6/6, That Scruffy Look, plus The Kestrel

A visit to the Cathedral of St. John the Divine on Friday evening first revealed one of the red-tail nestlings standing on the north side of the nest. It seemed to be preening the back of its left shoulder, but it was virtually motionless for a minute. Learning how to sleep standing up?

Sleeping, or Slowly Preening

I hadn't seen either parent when I was walking over, but just a minute later, one of them (I suspect Isolde) flew in to check on things.

Visiting the Nest

She departed in a half minute, heading north but possibly hooking left around the corner at 114th St.

One nestling was active afterward, but there was no sign of feeding. Indeed just a check-in, and not a food delivery.

Red-Tail Nestling

And, hmmmm, head feathers are growing in. The nestling has that scruffy look that comes with being a month old.

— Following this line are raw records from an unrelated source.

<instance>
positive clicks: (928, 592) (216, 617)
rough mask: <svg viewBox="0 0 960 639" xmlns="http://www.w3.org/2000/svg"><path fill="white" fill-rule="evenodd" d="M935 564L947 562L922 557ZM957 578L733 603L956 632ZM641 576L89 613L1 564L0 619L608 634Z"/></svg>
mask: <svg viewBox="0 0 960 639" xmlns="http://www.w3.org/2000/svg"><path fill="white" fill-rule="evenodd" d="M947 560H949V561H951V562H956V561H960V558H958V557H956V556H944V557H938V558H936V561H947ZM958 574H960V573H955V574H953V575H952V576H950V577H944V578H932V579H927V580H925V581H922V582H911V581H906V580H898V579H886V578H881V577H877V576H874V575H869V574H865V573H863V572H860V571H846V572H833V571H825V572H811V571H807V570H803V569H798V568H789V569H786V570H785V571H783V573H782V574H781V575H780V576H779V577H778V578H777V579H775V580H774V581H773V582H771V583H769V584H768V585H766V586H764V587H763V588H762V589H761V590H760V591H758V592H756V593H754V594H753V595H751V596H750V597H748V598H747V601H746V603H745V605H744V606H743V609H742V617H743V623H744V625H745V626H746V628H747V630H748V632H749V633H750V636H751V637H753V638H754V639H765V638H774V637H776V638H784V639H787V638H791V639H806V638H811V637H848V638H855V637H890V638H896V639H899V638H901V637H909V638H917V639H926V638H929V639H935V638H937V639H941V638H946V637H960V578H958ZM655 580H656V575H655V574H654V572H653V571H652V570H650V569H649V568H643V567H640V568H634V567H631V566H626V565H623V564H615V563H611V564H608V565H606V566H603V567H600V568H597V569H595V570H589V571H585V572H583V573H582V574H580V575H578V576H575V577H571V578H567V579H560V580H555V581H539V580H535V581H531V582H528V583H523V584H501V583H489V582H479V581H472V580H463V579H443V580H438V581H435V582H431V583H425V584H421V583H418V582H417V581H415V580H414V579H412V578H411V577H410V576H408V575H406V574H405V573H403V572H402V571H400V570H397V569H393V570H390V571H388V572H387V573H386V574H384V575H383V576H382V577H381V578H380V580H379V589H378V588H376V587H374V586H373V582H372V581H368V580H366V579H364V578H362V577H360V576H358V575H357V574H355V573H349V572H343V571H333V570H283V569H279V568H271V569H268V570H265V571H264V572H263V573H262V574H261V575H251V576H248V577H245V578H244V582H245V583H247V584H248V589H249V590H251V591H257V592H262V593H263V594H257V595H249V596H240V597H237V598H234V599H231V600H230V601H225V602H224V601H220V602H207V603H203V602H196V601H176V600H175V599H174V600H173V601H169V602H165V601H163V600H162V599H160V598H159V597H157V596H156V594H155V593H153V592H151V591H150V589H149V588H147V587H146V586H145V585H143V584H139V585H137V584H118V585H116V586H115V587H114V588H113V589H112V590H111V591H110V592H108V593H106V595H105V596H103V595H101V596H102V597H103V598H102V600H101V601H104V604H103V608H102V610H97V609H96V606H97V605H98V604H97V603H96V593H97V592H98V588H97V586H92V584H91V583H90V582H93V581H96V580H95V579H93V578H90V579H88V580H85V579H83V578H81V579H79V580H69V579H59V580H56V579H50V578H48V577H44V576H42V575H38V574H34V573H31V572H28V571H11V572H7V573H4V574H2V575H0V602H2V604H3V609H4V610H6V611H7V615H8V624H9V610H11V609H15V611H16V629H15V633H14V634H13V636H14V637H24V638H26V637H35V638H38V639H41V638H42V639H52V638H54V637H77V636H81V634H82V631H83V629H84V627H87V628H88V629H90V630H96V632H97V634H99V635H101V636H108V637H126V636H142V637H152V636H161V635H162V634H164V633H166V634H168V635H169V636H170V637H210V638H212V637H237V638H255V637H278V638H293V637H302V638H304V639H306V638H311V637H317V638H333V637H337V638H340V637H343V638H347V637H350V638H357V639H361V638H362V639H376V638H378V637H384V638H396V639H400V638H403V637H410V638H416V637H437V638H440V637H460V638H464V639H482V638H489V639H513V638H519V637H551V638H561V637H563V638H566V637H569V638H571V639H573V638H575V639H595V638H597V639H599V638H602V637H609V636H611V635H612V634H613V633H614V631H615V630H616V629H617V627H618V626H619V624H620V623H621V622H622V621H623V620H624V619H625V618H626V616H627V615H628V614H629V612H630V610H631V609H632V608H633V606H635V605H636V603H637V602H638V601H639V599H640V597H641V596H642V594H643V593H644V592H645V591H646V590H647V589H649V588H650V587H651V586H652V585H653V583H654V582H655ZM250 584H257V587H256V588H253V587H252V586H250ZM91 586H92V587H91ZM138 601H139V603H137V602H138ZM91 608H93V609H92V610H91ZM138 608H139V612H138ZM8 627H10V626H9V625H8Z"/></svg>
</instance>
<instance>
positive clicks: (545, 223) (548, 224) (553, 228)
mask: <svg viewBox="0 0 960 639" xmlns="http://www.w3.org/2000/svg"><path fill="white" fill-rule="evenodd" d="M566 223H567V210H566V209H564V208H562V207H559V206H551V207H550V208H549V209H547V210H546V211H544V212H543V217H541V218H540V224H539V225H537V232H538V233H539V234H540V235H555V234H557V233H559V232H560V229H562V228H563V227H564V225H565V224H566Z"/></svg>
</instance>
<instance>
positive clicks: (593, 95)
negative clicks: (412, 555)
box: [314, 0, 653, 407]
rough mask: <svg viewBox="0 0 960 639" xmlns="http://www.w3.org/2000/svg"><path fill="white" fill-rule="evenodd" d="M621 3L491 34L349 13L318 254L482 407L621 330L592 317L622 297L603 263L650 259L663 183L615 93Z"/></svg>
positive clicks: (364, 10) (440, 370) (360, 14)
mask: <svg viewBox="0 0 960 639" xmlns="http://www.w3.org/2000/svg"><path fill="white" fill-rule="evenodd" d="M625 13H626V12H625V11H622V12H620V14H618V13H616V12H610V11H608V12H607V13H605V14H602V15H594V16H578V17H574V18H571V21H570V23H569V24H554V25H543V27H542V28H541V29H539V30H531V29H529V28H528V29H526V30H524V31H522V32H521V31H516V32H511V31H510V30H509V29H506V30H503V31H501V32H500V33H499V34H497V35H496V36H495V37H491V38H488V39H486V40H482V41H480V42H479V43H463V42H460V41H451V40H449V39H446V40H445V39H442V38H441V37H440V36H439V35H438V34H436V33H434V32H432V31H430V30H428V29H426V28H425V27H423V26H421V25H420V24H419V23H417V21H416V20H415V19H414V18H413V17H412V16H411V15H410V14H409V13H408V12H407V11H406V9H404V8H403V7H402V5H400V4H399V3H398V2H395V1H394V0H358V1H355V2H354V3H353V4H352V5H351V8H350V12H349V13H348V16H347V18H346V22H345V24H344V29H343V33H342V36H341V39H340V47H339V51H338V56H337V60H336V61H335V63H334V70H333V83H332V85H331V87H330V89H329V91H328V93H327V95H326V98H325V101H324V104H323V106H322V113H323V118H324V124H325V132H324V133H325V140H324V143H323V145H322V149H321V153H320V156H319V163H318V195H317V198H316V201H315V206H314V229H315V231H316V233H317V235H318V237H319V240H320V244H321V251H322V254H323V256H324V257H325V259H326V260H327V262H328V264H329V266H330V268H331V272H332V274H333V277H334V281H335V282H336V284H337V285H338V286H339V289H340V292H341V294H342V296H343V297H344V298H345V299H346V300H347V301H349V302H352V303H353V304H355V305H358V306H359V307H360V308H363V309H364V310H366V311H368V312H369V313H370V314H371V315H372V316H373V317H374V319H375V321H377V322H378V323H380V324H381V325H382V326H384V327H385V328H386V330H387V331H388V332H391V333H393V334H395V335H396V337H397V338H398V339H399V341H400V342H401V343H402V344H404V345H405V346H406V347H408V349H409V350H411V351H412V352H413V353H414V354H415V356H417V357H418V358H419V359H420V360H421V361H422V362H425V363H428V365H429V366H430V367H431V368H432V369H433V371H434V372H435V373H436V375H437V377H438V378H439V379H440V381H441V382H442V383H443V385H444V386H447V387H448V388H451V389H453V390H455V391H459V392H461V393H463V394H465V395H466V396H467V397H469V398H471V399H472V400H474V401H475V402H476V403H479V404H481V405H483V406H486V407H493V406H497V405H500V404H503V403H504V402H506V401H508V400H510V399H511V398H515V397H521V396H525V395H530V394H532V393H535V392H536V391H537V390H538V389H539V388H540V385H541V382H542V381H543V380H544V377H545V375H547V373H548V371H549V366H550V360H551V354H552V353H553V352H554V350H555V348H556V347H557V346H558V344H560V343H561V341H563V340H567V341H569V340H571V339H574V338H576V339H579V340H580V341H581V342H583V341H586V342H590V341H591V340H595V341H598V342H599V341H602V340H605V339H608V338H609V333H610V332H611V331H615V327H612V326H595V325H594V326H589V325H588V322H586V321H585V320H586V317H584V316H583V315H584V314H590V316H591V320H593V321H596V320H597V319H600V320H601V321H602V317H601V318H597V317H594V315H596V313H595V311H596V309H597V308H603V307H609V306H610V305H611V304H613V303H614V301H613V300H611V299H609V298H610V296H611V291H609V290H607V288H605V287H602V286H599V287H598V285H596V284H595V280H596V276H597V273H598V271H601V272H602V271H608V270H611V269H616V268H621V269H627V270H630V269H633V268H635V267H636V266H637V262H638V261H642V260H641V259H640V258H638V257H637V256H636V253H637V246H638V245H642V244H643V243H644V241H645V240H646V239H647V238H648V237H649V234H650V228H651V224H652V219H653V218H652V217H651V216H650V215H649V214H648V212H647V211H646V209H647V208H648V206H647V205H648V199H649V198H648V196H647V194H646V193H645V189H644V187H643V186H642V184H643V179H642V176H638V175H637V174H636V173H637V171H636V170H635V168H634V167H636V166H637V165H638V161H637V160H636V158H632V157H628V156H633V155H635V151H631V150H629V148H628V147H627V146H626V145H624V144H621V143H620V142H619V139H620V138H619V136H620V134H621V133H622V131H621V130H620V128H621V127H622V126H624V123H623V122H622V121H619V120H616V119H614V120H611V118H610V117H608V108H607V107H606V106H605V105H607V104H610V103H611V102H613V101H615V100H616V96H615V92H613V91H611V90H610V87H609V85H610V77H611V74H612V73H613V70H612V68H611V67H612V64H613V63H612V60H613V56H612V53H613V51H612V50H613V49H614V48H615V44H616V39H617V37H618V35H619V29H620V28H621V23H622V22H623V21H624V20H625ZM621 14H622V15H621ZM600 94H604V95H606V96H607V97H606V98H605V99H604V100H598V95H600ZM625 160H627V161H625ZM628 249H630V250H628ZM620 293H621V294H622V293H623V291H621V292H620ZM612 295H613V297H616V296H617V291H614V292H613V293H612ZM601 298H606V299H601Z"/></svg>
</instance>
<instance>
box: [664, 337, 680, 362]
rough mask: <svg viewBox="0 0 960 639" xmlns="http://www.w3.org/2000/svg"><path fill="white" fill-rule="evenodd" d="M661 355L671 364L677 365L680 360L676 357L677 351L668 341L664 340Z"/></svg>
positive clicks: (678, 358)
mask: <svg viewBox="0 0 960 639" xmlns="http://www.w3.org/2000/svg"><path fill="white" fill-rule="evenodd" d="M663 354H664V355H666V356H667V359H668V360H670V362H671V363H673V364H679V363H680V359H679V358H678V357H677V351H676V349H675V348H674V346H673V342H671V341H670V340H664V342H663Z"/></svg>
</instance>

And then I spotted both parents at Norman's chimney cover over on the roof of St. Luke's. The one on the cover seemed to be noshing on food. But they weren't alone. It was quickly obvious that a kestrel was giving them some grief.

Red-Tails atop St. Luke's

Nevertheless, they stayed put.

Still fairly quiet at the nest. Just one nestling preening a bit.

Red-Tail Nestling

Ten minutes later, both nestlings were standing up and looking around.

Red-Tail Nestlings

I walked up 113th St. to get a closer look at the adults.

Red-Tail atop St. Luke's

From that angle, the one on the ladder railing might or not be visible, so a few minutes I walked back around to 114th St. to see. Nope, just the one atop the hospital.

But rounding the corner back to Morningside Drive, I saw something I hadn't seen in months: a red-tail perched on Gabriel's horn atop the cathedral! But even as I lifted my camera, it took off.

St. Bariel and Red-Tail

Quiet at the nest again...

Red-Tail Nestling

...so just before 7:00 I made my exit.

But checking on the adult atop the hospital, whoa... whoever's up there was taking more harassment from the kestrel.

Hawk and Kestrel

I watched from the cathedral steps for the next 10-15 minutes. The sequence was almost a constant. The kestrel would fly in from the west, dive at the hawk, then zoom up at the hawk from below, another dive and ascent, then fly back west for a rest. The kestrel's perch seemed to be somewhere near the top of the tall apt. building at 501 West 113.